Fragmento de Alivio de luto

Y entonces hablaron ellos
y fue el luto y la penumbra.
Mucho después, cuando callaron,
llegó la luna de febrero y el alivio

                                                         I

Cuando el guerrero Milo Striga iba por el quinto año de prisión por haber conspirado contra los militares del golpe, hacía ya un buen tiempo que su mujer había conocido el amor y se había marchado con un próspero vendedor de libros agropecuarios, un hombre encantador a quien había conocido caminando por los campos de cebada, en las afueras de Mosquitos.

   Se sabía que en apenas un fin de semana de aquellos tiempos eternos, el desconocido había logrado conquistarla hablándole largamente de la vida fascinante de las lombrices californianas, lo que habría bastado para convencerla de que en el mundo aún existen insospechados atractivos, sitios excitantes y aislados de aquella lucha extenuante contra el imperialismo, que tanta infelicidad le había costado a ella en sus años junto a Milo Striga. Luego se fueron a vivir a San Antonio, Texas.

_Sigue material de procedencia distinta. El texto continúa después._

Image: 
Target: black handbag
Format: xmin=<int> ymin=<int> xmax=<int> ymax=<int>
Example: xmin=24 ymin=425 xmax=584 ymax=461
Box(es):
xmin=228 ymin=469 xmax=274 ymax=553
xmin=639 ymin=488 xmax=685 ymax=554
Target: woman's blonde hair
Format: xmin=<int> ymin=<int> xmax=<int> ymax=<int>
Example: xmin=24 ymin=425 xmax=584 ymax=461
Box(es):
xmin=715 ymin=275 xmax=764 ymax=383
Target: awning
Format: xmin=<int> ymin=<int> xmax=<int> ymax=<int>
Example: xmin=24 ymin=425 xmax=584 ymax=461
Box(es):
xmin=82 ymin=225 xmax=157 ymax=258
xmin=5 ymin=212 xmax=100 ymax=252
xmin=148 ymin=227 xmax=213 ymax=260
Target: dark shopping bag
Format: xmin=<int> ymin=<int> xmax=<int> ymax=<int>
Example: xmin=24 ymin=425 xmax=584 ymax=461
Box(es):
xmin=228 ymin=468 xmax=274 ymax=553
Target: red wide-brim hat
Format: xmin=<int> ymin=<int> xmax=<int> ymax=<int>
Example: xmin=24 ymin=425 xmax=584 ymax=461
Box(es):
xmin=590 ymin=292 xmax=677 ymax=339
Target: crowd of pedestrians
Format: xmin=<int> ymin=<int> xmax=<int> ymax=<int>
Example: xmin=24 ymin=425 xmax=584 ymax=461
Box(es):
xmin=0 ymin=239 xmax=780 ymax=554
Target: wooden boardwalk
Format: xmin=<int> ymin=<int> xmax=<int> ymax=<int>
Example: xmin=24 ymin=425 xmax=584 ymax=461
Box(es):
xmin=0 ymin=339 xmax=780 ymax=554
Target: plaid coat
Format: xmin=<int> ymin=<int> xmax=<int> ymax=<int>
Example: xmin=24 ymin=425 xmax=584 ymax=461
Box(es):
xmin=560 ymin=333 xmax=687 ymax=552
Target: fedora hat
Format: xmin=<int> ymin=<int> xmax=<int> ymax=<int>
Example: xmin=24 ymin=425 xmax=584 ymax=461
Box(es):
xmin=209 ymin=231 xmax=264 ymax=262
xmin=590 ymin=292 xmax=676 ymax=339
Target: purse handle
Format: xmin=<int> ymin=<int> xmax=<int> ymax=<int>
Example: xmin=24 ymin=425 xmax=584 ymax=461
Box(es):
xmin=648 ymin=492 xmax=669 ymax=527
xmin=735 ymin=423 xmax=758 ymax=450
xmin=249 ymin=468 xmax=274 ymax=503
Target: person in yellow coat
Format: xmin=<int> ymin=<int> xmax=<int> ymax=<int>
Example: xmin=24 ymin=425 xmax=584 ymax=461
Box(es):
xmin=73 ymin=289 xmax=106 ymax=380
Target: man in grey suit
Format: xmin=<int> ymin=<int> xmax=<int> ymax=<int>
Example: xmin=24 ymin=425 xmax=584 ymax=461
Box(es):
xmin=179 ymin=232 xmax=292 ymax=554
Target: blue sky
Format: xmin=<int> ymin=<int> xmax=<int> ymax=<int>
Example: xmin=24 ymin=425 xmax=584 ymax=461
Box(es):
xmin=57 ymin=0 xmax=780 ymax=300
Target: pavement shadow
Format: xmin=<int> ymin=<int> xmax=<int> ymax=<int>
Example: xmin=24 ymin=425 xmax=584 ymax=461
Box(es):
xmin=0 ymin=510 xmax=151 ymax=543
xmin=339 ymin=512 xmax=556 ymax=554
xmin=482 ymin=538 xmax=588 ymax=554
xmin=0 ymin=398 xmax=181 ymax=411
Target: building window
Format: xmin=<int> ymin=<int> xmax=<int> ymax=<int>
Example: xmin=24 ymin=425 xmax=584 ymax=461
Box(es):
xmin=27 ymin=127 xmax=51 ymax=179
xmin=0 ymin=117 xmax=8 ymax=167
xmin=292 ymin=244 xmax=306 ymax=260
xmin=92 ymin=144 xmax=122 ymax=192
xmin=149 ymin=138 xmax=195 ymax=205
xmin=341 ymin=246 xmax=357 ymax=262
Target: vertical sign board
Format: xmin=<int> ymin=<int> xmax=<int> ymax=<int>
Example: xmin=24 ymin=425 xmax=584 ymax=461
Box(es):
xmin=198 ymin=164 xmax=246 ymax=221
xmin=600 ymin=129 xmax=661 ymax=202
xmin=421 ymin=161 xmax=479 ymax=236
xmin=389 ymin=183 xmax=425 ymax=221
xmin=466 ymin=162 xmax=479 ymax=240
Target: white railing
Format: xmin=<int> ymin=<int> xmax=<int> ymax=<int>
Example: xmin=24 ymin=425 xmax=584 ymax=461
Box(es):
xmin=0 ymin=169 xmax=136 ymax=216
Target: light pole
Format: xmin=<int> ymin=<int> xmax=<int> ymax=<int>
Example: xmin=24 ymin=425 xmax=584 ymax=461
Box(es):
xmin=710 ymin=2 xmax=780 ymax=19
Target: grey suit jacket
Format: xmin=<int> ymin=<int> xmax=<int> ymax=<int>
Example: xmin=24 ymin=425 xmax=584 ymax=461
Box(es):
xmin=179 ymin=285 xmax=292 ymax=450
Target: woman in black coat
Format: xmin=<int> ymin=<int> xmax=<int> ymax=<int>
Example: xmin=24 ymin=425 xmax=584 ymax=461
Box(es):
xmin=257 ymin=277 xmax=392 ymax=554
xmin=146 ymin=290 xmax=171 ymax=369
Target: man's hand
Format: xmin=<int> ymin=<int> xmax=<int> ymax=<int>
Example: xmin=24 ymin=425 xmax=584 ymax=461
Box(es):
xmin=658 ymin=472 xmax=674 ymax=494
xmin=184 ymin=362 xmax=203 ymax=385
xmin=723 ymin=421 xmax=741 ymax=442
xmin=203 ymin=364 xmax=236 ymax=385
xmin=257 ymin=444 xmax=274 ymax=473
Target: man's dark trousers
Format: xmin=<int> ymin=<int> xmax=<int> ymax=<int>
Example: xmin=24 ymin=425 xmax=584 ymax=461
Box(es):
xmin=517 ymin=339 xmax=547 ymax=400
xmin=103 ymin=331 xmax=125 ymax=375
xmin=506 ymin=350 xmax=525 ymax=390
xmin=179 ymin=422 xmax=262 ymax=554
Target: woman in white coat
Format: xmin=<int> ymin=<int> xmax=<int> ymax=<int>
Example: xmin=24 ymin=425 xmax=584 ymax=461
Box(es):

   Pero antes de abandonar Mosquitos con su valija de cartón marrón y su boquita palpitante como un as de corazones, la mujer dejó a su hija Mercedita en casa de la abuela Juliana, la madre de Milo, confiando en que la anciana haría de la pequeña una mujer libre, una leona capaz de agacharse por sí sola para protegerse de los golpes ineludibles, tal como hubiera deseado su padre de haber estado a su lado para decírselo.

   Si bien comprendió su intención, la abuela Juliana se negó terminantemente a participar de la idea de que la pequeña Mercedita fuera, al fin de cuentas, una más de las consecuencias trágicas de la sucesión de hechos vinculados con la vergonzosa historia del país y aun, si se hilaba más fino, con los desmanes de un imperio moribundo.